Paul K. Weimer (November 5, 1914 – January 6, 2005) was a noted contributor to the development of television and the thin-film transistor (TFT).

==Early life and education==
Weimer was born in Wabash, Indiana. He received a B.A. in math and physics from Manchester University (Indiana) in 1936, an M.A. in physics from the University of Kansas in 1938, and a Ph.D. in physics from Ohio State University in 1942. He then joined the RCA laboratory in Princeton, New Jersey, where he worked until retirement in 1981.

==Career==
His first assignment was to develop an electron multiplier to go with the image orthicon. This tube, which proved to be 100 times more sensitive than its predecessors, was used for the first 20 years of television broadcasting in the United States. In 1961, Weimer began making thin-film transistors in a coplanar process on glass substrates. In a typical process, he would deposit a gold source and drain, then deposit polycrystalline semiconductor material, and place a gate on top.
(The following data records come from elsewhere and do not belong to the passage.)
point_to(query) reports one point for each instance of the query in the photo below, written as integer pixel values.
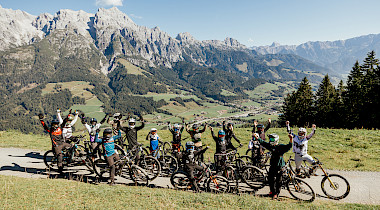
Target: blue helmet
(189, 146)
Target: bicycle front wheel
(300, 190)
(168, 165)
(218, 184)
(253, 177)
(139, 175)
(50, 160)
(335, 186)
(180, 180)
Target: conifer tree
(324, 103)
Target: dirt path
(365, 186)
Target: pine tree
(324, 103)
(353, 97)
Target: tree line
(351, 105)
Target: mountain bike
(76, 155)
(123, 167)
(299, 189)
(168, 163)
(211, 182)
(141, 158)
(334, 186)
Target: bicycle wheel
(231, 175)
(253, 177)
(139, 175)
(167, 147)
(101, 168)
(180, 180)
(337, 189)
(151, 165)
(50, 160)
(218, 184)
(169, 165)
(300, 190)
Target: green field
(23, 193)
(336, 148)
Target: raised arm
(312, 132)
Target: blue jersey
(108, 145)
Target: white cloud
(109, 3)
(135, 16)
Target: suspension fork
(328, 177)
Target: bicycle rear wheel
(253, 177)
(180, 180)
(218, 184)
(151, 165)
(101, 168)
(169, 165)
(337, 189)
(139, 175)
(300, 190)
(50, 160)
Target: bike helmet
(70, 117)
(221, 135)
(107, 133)
(93, 120)
(195, 126)
(132, 122)
(273, 139)
(302, 132)
(189, 146)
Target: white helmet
(302, 132)
(132, 122)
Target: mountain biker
(92, 128)
(57, 140)
(154, 140)
(188, 159)
(116, 119)
(176, 131)
(259, 128)
(196, 136)
(108, 142)
(229, 135)
(221, 148)
(300, 147)
(276, 161)
(68, 123)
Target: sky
(251, 22)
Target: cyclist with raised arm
(68, 123)
(188, 158)
(276, 161)
(229, 130)
(196, 136)
(92, 128)
(153, 139)
(300, 147)
(108, 142)
(57, 140)
(176, 130)
(259, 128)
(221, 148)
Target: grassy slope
(336, 148)
(22, 193)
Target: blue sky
(251, 22)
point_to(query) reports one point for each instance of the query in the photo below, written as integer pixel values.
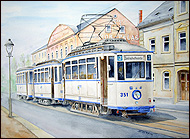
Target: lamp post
(9, 48)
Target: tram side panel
(81, 84)
(42, 87)
(58, 90)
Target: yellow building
(94, 27)
(166, 32)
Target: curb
(34, 129)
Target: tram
(24, 83)
(111, 76)
(47, 82)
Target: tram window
(74, 62)
(24, 76)
(46, 76)
(60, 73)
(91, 71)
(31, 77)
(82, 61)
(120, 67)
(67, 63)
(35, 77)
(82, 71)
(42, 77)
(38, 77)
(68, 72)
(135, 70)
(55, 74)
(91, 59)
(74, 72)
(148, 70)
(111, 63)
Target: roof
(41, 48)
(95, 17)
(115, 44)
(163, 13)
(25, 68)
(74, 28)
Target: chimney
(140, 16)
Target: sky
(29, 24)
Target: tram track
(172, 128)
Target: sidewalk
(11, 128)
(180, 106)
(17, 127)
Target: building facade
(166, 32)
(64, 38)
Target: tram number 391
(123, 94)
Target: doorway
(103, 80)
(184, 85)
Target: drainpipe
(174, 77)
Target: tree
(22, 60)
(28, 61)
(4, 81)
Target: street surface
(61, 123)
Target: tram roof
(25, 68)
(107, 45)
(49, 62)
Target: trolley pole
(9, 48)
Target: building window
(56, 54)
(182, 41)
(34, 57)
(61, 53)
(152, 44)
(122, 29)
(108, 28)
(166, 80)
(65, 51)
(48, 57)
(165, 40)
(182, 6)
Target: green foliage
(4, 81)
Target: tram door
(184, 82)
(27, 83)
(52, 82)
(103, 80)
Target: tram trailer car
(47, 82)
(111, 76)
(24, 83)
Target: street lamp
(9, 48)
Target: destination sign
(134, 58)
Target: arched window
(166, 80)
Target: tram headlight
(136, 94)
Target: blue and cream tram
(109, 76)
(24, 83)
(47, 82)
After he placed an insulator between the gate and semiconductor, he got excellent results, as published in his 1962 paper, "The TFT: A New Thin-Film Transistor", in the Proceedings of the IRE.

Weimer held over 90 patents, and was a member of the National Academy of Engineering and fellow of the Institute for Radio Engineers. He received the IRE Television Prize, the 1966 IEEE Morris N. Liebmann Memorial Award, an individual RCA David Sarnoff Outstanding Achievement Award in Science, and the 1986 Kultur Preis of the German Photographic Society. He died in Princeton, New Jersey, at age 90.